# 01. OpenAIEmbeddings

## OpenAIEmbeddings <a href="#openaiembeddings" id="openaiembeddings"></a>

Document embedding is the process of converting the content of a document into numerical vectors.

This process allows you to quantify the meaning of documents and utilize them for various natural language processing tasks. Representative pre-learned language models include BERT and GPT, and these models capture contextual information to encode the meaning of documents.

Document embedding creates an embedding vector by entering the tokenized document into the model, averaging it to generate a vector for the entire document. This vector can be used for document classification, emotional analysis, and calculation of similarity between documents.

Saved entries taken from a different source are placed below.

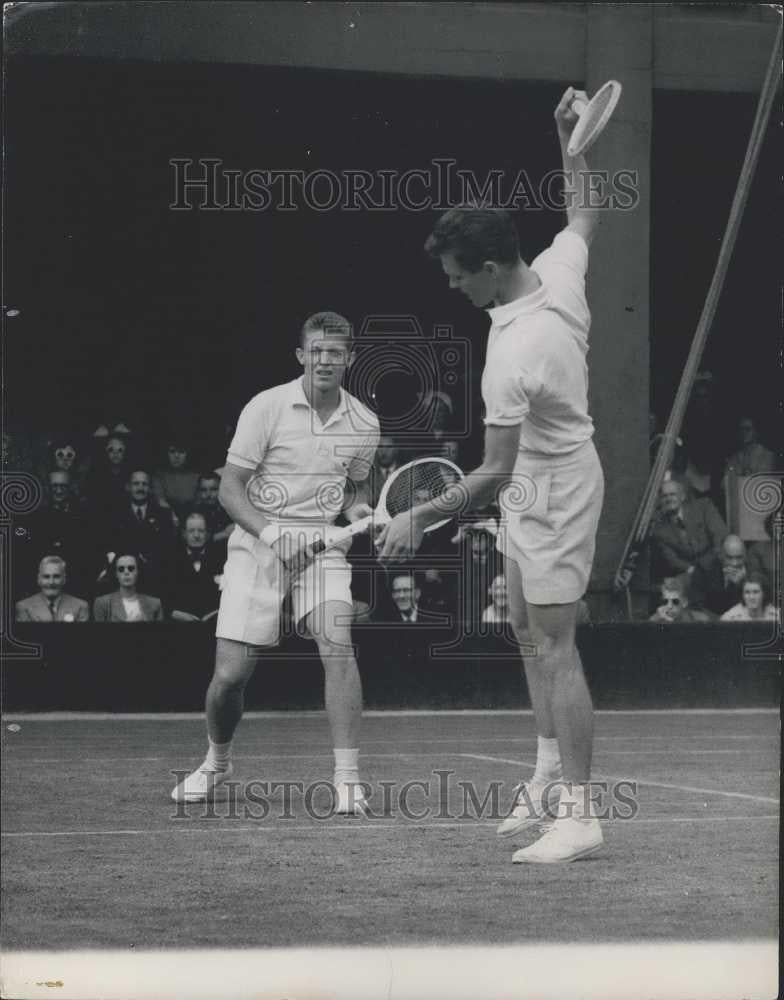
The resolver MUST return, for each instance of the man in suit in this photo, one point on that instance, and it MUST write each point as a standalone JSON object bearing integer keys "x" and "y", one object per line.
{"x": 725, "y": 583}
{"x": 219, "y": 524}
{"x": 51, "y": 603}
{"x": 196, "y": 568}
{"x": 687, "y": 539}
{"x": 405, "y": 596}
{"x": 674, "y": 609}
{"x": 141, "y": 525}
{"x": 60, "y": 527}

[Learn more](https://platform.openai.com/docs/guides/embeddings/embedding-models)

### Settings <a href="#id-1" id="id-1"></a>

First install langchain-openai and set the required environment variables.

```
# API A configuration file for managing keys as environment variables.
from dotenv import load_dotenv

# API Load key information
load_dotenv()
```

```
True
```

List of supported models

| MODEL                  | PAGES PER DOLLAR | PERFORMANCE ON MTEB EVAL | MAX INPUT |
| ---------------------- | ---------------- | ------------------------ | --------- |
| text-embedding-3-small | 62,500           | 62.3%                    | 8191      |
| text-embedding-3-large | 9,615            | 64.6%                    | 8191      |
| text-embedding-ada-002 | 12,500           | 61.0%                    | 8191      |

```
from langchain_openai import OpenAIEmbeddings

# OpenAI "text-embedding-3-large" Generate embeddings using the model.
embeddings = OpenAIEmbeddings(model="text-embedding-3-small")
```

```
text = "Here are some sample sentences for embedding testing."
```

### Query embedding <a href="#id-2" id="id-2"></a>

`embeddings.embed_query(text)` Is a function that converts a given text into an embedding vector.

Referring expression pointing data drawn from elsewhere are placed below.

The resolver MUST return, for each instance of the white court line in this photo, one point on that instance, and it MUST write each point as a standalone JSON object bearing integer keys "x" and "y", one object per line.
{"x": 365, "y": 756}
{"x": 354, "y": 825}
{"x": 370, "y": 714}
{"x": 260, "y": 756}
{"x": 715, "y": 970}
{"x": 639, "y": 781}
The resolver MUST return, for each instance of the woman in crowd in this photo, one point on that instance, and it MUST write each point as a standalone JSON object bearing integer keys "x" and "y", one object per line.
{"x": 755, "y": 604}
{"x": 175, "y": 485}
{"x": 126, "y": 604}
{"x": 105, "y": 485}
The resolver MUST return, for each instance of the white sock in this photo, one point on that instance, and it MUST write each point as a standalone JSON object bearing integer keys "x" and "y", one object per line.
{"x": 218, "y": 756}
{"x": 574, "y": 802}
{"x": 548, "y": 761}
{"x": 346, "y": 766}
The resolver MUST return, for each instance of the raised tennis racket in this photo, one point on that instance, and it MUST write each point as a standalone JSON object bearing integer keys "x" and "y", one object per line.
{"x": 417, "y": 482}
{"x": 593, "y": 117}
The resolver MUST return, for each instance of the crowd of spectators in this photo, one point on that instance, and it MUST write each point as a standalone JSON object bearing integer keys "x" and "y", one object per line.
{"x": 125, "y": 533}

This function can be used to map text to a vector space to find semantically similar text or to calculate similarities between texts.

```
# Generate query results by embedding text.
query_result = embeddings.embed_query(text)
```

`query_result[:5]` has `query_result` Select by slicing the first 5 elements of the list.

```
# Selects the first 5 items in the query results.
query_result[:5]
```

```
 [-0.007747666910290718, 0.0367600381731987, 0.019548965618014336, -0.0197015218436718, 0.0172061396 
```

### Document embedding <a href="#document" id="document"></a>

`embeddings.embed_documents()` Embed text documents using functions.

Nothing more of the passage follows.